A: Multi-head attention allows the model to jointly attend to information from different representation subspaces at different positions. A single attention head averages over all subspaces, which can wash out important patterns. Multiple heads let the model capture diverse relationships simultaneously -- for example, one head might focus on syntactic dependencies, another on coreference, and another on semantic similarity.
A: Self-attention is permutation-invariant -- it computes the same output regardless of the order of input tokens. Without positional encodings, the model cannot distinguish "dog bites man" from "man bites dog." Positional encodings inject sequence order information by adding position-dependent vectors to the input embeddings, allowing the model to reason about token positions and relative distances.
A: BERT is encoder-only and bidirectional -- it sees all tokens simultaneously using masked language modeling (predict masked tokens from full context). GPT is decoder-only and autoregressive -- it generates tokens left-to-right using causal masking, each position attending only to previous positions. BERT excels at understanding tasks (classification, NER, QA), while GPT excels at generation tasks (text completion, dialogue, code).
A: Layer Normalization normalizes across the feature dimension for each individual example: $\text{LN}(x) = \gamma \cdot (x - \mu) / (\sigma + \epsilon) + \beta$. Unlike Batch Normalization (which normalizes across the batch), LayerNorm is independent of batch size, making it suitable for variable-length sequences. It stabilizes training, enables higher learning rates, and is applied after each sub-layer in the Transformer.

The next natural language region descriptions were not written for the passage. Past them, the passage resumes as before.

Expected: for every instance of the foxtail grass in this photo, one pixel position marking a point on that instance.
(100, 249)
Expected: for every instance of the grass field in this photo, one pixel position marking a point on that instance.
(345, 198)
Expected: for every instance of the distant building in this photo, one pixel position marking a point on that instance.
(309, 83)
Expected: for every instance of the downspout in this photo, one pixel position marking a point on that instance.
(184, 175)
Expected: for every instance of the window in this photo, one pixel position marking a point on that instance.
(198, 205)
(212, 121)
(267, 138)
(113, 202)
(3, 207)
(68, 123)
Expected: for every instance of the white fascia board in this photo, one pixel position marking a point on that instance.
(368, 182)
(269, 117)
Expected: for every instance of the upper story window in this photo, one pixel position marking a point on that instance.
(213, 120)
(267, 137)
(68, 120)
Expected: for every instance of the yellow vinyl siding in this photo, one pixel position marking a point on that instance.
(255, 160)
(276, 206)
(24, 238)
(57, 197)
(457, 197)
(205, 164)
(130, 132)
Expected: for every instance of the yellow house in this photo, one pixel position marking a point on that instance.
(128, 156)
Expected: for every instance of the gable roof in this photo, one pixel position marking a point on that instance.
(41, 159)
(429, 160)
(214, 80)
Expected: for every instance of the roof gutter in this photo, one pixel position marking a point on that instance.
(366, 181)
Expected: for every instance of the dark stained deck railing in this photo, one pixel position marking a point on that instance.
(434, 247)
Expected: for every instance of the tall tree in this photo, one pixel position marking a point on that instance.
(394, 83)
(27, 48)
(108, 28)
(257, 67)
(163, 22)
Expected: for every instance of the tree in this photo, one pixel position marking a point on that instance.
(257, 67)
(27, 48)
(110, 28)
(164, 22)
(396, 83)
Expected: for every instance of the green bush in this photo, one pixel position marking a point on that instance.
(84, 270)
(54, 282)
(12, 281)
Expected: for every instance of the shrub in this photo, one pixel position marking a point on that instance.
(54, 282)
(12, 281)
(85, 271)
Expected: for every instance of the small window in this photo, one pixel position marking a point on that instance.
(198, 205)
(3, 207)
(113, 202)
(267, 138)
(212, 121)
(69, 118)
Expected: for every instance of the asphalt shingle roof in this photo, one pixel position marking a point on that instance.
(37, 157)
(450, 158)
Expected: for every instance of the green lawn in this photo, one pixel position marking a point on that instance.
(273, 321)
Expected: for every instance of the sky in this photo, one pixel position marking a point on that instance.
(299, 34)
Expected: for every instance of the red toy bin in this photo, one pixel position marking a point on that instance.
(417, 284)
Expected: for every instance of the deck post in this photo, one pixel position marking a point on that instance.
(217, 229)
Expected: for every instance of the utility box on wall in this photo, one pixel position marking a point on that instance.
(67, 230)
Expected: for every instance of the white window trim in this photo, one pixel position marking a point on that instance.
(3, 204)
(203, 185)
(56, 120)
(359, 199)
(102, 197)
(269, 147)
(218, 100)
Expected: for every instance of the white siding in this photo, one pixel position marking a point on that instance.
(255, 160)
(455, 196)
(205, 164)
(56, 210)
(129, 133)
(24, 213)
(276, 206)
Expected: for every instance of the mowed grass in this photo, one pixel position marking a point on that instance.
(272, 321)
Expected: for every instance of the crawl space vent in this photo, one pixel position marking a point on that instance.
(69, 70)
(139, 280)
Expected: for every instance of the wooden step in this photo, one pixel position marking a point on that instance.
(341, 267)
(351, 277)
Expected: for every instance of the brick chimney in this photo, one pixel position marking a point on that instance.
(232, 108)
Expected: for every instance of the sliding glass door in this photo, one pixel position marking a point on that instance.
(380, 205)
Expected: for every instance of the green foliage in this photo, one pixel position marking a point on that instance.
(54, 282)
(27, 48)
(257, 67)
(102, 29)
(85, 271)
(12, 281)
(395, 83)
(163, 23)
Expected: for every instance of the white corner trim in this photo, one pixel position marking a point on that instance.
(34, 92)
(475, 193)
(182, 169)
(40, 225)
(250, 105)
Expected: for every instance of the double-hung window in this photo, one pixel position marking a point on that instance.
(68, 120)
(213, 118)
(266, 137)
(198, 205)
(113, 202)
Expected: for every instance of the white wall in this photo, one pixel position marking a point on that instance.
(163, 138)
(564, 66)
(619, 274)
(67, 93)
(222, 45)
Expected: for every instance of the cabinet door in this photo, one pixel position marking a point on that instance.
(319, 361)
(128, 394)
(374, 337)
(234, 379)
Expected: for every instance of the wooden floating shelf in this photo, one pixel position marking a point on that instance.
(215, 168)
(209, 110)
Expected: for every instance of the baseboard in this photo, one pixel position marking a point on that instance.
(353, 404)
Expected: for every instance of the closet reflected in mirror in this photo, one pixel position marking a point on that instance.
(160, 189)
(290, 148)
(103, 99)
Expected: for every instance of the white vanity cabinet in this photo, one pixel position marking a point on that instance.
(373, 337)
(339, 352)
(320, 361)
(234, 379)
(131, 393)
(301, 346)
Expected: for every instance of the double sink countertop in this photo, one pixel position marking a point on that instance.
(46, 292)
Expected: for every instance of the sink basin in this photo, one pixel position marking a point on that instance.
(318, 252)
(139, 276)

A: Self-attention has $O(n^2 \cdot d)$ time and $O(n^2)$ memory complexity, where $n$ is sequence length and $d$ is model dimension. The $n^2$ comes from computing attention scores between every pair of tokens. For a 4096-token sequence, this means ~16.7 million pairwise interactions per layer. This quadratic scaling is the primary bottleneck for processing long sequences and has motivated efficient variants like Linformer, Performer, and Flash Attention.
A: Vision Transformers (ViT) apply the Transformer architecture directly to images by splitting an image into fixed-size patches (e.g., 16x16), flattening each patch into a vector, projecting it linearly, and treating the resulting sequence of patch embeddings like tokens in NLP. A learnable [CLS] token is prepended for classification. ViT achieves competitive or superior accuracy to CNNs when pretrained on large datasets, demonstrating that the Transformer's attention mechanism can replace convolutions for vision.